Garrido's Wife Kept Jaycee While He Was in Prison
Kidnapping suspect told lawyer at home they "acted like a family."
Sept. 2, 2009— -- Nancy Garrido, the wife of Jaycee Dugard's accused kidnapper, has a serious legal problem in her defense: She apparently kept the girl prisoner for a five month period while her husband Phillip Garrido went to prison for violating his parole, her lawyer acknowledged today.
But Nancy Garrido's lawyer suggested today that she was powerless to free the girl because she was under the control of Phillip Garrido.
"If she's being controlled, he doesn't have to be there physically. If she's being controlled, she's being controlled," Nancy Garrido's attorney Gilbert Maines told "Good Morning America" today.
"I guess I would say she's a victim," he said.
Maines said he has only had the case for five days and has met with Nancy Garrido twice. So far he has not seen "any evidence whatsoever" in order to formulate a defense for his client.
Nancy Garrido faces the same 29 felony charges her husband does for Dugard's abduction in 1991, including committing a forcible lewd act upon a child. During her arraignment last week she repeatedly put her face in her hands and sobbed.

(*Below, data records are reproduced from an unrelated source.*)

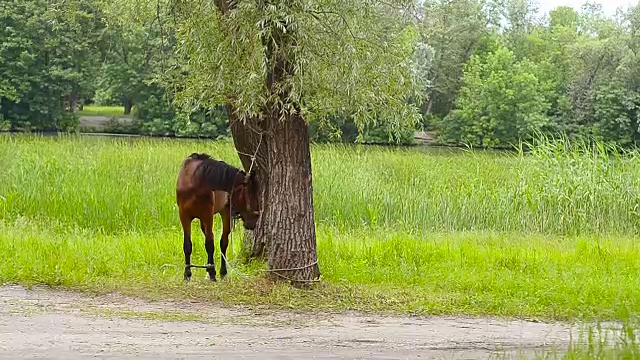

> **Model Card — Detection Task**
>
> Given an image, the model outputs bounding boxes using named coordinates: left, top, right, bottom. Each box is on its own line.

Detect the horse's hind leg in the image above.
left=180, top=211, right=193, bottom=281
left=200, top=211, right=216, bottom=281
left=219, top=205, right=232, bottom=279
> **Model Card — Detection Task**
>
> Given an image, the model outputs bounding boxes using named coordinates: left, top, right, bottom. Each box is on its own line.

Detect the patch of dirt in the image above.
left=0, top=285, right=576, bottom=359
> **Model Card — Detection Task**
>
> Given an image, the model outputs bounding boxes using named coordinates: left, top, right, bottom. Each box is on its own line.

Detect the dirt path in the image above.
left=0, top=285, right=576, bottom=359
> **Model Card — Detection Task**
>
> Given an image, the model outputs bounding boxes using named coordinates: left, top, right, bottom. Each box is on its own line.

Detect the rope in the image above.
left=185, top=264, right=215, bottom=270
left=264, top=259, right=321, bottom=283
left=220, top=228, right=319, bottom=282
left=220, top=251, right=250, bottom=278
left=177, top=237, right=320, bottom=283
left=264, top=260, right=319, bottom=273
left=236, top=132, right=263, bottom=179
left=220, top=209, right=320, bottom=283
left=247, top=133, right=262, bottom=176
left=269, top=271, right=322, bottom=283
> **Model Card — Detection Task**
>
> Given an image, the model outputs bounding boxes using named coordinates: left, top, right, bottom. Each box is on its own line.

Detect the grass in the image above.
left=2, top=134, right=640, bottom=236
left=81, top=308, right=206, bottom=322
left=0, top=133, right=640, bottom=324
left=75, top=106, right=127, bottom=117
left=534, top=318, right=640, bottom=359
left=2, top=221, right=639, bottom=320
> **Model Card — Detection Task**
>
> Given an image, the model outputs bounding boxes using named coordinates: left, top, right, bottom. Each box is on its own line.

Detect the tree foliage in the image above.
left=418, top=0, right=493, bottom=119
left=439, top=46, right=550, bottom=147
left=3, top=0, right=640, bottom=148
left=0, top=0, right=102, bottom=131
left=418, top=0, right=640, bottom=148
left=170, top=0, right=424, bottom=136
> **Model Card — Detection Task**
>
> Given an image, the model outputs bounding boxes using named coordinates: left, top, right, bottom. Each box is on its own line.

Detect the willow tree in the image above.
left=116, top=0, right=423, bottom=284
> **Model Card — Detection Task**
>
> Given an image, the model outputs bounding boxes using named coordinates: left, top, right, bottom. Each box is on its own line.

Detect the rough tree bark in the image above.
left=260, top=112, right=320, bottom=284
left=228, top=113, right=268, bottom=260
left=228, top=110, right=321, bottom=283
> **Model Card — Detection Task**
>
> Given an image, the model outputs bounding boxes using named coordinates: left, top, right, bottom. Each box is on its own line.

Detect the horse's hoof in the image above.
left=206, top=272, right=217, bottom=282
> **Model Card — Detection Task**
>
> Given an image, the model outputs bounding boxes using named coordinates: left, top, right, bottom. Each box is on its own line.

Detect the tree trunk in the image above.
left=229, top=111, right=321, bottom=285
left=70, top=94, right=78, bottom=114
left=124, top=98, right=133, bottom=115
left=263, top=113, right=320, bottom=285
left=228, top=112, right=268, bottom=260
left=422, top=96, right=433, bottom=116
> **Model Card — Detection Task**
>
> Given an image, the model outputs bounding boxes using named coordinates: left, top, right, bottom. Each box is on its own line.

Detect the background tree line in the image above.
left=1, top=0, right=639, bottom=148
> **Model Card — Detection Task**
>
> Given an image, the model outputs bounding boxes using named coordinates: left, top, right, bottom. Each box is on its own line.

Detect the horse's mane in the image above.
left=188, top=153, right=244, bottom=192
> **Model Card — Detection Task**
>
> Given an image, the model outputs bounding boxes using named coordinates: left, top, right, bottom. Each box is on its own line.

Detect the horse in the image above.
left=176, top=153, right=260, bottom=281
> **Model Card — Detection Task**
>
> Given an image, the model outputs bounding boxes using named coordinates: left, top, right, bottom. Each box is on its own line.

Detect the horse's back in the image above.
left=176, top=156, right=229, bottom=216
left=176, top=158, right=207, bottom=204
left=176, top=156, right=203, bottom=191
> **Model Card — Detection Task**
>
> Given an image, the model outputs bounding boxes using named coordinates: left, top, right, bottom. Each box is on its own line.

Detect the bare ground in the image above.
left=0, top=285, right=577, bottom=359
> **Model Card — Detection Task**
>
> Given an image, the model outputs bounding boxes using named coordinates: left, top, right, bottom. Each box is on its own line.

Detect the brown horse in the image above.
left=176, top=153, right=260, bottom=281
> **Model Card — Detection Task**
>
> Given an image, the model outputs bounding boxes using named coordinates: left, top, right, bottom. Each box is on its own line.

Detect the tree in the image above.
left=508, top=7, right=579, bottom=134
left=503, top=0, right=539, bottom=35
left=617, top=3, right=640, bottom=145
left=107, top=0, right=423, bottom=284
left=95, top=6, right=165, bottom=115
left=439, top=46, right=550, bottom=147
left=0, top=0, right=102, bottom=130
left=592, top=80, right=640, bottom=146
left=566, top=4, right=629, bottom=138
left=417, top=0, right=492, bottom=118
left=47, top=0, right=103, bottom=114
left=548, top=5, right=579, bottom=29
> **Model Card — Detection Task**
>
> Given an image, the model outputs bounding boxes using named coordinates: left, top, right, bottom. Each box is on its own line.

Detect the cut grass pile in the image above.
left=0, top=134, right=639, bottom=323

Maines said today that Garrido remains in an emotional state and said she misses the two girls, Angel and Starlet, that her husband fathered with Dugard.
"She was distraught. She was frightened. She seemed a little lost, all of those things. She seemed to be like a ship without a rudder, but she understood why she was there," Maines said.
One of the many legal dilemmas Nancy Garrido faces is what she did during five months when Phillip was serving a prison sentence for violating his parole in 1993, just two years after Dugard was snatched off a school bus stop. Dugard was still only 13 when Phillip Garrido was returned to prison.
But Nancy Garrido clearly made no effort to send Dugard home during that time.
"If she was there alone with the girl for an extended period of time, then it would defy logic and common sense for her not to know that this is a stranger in their home and you know criminal activity is afoot," said ABC News consultant Dana Cole.
Maines said he talked to Nancy Garrido about life in the Garrido home.
"They acted like a family. It's sad, there's a lot of collatoral damage in this case," he said. "She misses the girls very much. She loves them."
Maines said until he can talk to his client more next week, he's going by what he has heard about Phillip's control over her.
"But there's some things that make me curious," Maines told "GMA." He noted that Nancy met Phillip while visiting a relative in prison and got married while he was still in prison.
"The fact that when he walked into the parole office, she went placidly along. And later I'm told that when the officers asked if they could search her home she said, whatever Phillip wants. If Phillip says it's okay, it's okay," Maines said.
The lawyer also noted that Nancy Garrido did not have a job for at least the last 10 years, but stayed home and took care of his mother.
"Phillip's brother apparently had described her as a robot... and did whatever Phillip wants," Maines said. "Until I see evidence -- unfortunately we have to go on the basis of evidence and not speculation. The people cannot convict with speculation and I can't defend with it."